COVID-19 effects on healthcare workers’ mental health
The mental health of hospital staff is a primary concern for patient wellness. Before 2020, physicians and nurses were already prone to emotional exhaustion, depression, or burnout. However, the pandemic exacerbated the situation. According to a June 2021 survey of physicians presented in the report, 20% experienced burnout, 29% were previously diagnosed with or treated for depression or anxiety, 6% experienced depression, and a staggering 7% reported suicidal ideation. A survey of nurses also shows troubling results.
As the report states, it is time to support the healthcare workers who sacrificed in order to deliver care throughout the pandemic.
Bias and racism in addressing patient safety
Research shows that ethnic and racial disparities impact patient access to care and outcomes. However, the report addresses a less-publicized impact of discrimination, which is the disparity in how providers report or respond to a harmful event experienced by a minority patient vs. a white patient.
The report recommends that healthcare organizations establish and execute procedures to recognize and eradicate racism and prejudice.
Vaccine coverage gaps and errors
The fourth risk factor goes beyond vaccines for Covid-19. In particular, errors range from giving the incorrect dosage to wrong vaccines or expired vaccines. According to the CDC, vaccination admin errors could cause insufficient immune protection, accidental patient harm, raised costs for providers, and less confidence in the healthcare system.

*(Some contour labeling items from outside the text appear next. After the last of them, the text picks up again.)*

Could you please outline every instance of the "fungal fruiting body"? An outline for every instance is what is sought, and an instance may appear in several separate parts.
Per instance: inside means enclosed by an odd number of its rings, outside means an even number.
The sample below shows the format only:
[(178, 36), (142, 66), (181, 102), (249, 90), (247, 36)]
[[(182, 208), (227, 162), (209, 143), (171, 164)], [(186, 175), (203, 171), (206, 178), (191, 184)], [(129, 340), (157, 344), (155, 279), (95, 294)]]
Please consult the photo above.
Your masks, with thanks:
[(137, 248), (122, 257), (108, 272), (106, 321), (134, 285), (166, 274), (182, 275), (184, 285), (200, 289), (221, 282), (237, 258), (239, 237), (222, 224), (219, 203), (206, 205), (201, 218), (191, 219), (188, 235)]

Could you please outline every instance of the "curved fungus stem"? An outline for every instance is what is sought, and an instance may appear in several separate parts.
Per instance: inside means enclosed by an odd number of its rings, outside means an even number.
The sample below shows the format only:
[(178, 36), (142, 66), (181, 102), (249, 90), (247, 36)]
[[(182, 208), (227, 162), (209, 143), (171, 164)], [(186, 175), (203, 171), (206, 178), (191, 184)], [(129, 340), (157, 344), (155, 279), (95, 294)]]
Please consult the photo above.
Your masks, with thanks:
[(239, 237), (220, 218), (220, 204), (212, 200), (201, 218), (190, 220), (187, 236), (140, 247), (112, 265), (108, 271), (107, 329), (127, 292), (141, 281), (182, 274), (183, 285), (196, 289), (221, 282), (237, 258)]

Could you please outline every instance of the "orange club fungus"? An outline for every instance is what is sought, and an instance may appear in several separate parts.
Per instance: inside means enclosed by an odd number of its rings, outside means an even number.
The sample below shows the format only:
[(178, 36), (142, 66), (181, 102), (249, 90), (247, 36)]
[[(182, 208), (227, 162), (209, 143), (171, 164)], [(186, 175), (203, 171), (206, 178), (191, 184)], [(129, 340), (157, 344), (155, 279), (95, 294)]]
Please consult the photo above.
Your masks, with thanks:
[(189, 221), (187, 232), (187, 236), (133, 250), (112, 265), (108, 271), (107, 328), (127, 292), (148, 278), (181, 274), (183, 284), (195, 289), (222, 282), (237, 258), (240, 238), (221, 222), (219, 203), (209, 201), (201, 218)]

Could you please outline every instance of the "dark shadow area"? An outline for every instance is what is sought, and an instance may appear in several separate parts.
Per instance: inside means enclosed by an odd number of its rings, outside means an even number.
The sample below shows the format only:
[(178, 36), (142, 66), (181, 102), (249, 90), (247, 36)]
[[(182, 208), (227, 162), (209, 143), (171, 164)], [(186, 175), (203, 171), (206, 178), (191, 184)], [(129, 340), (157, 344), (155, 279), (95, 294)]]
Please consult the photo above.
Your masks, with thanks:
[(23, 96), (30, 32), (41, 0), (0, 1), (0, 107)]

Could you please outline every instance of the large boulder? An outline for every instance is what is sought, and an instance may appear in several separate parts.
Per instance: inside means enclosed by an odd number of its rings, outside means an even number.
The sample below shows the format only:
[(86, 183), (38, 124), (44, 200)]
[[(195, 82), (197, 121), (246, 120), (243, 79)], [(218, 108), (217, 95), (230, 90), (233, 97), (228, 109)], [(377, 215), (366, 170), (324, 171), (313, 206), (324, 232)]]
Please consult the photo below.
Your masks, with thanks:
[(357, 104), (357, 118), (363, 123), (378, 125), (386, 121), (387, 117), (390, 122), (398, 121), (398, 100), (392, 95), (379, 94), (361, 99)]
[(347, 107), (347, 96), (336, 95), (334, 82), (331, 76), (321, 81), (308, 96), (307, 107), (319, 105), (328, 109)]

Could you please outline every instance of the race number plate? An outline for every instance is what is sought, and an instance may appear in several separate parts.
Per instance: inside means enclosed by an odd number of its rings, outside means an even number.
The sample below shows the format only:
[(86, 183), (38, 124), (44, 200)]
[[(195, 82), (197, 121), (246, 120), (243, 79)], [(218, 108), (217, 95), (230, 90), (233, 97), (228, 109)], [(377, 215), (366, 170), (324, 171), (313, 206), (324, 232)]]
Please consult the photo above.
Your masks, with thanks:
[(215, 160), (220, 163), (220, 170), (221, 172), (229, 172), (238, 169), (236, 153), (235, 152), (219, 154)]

Regarding errors concerning the COVID vaccine, the report refers to data from the ISMP (Institute for Safe Medication Practices) that has found errors such as mix-ups of age-related formulations and confusion between the Covid and Flu vaccines.
Telehealth in focus
Concerns raised regarding telehealth include technological breakdowns, failures related to clinician response, and human factors in the design, application, usability, and assessment of telehealth systems. However, hospitals which have implemented tele-ICU solutions have seen many benefits, including reduced medical staff stress, improved care during coverage of graveyard shifts, constant patient monitoring, reduced guilt and pressure of complex decision-making, handling various matters and thereby freeing up bedside staff to focus on important tasks such as data collection and dissemination).
In a press statement, ECRI president and CEO Marcus Schabacker, MD, Ph.D. called on government and healthcare leaders to aggressively handle these challenges amid the protracted pandemic and with a weakened healthcare system by prioritizing “recruitment, retention, and clinician resilience.” He noted that their most important job is guaranteeing that patient safety and health are priorities.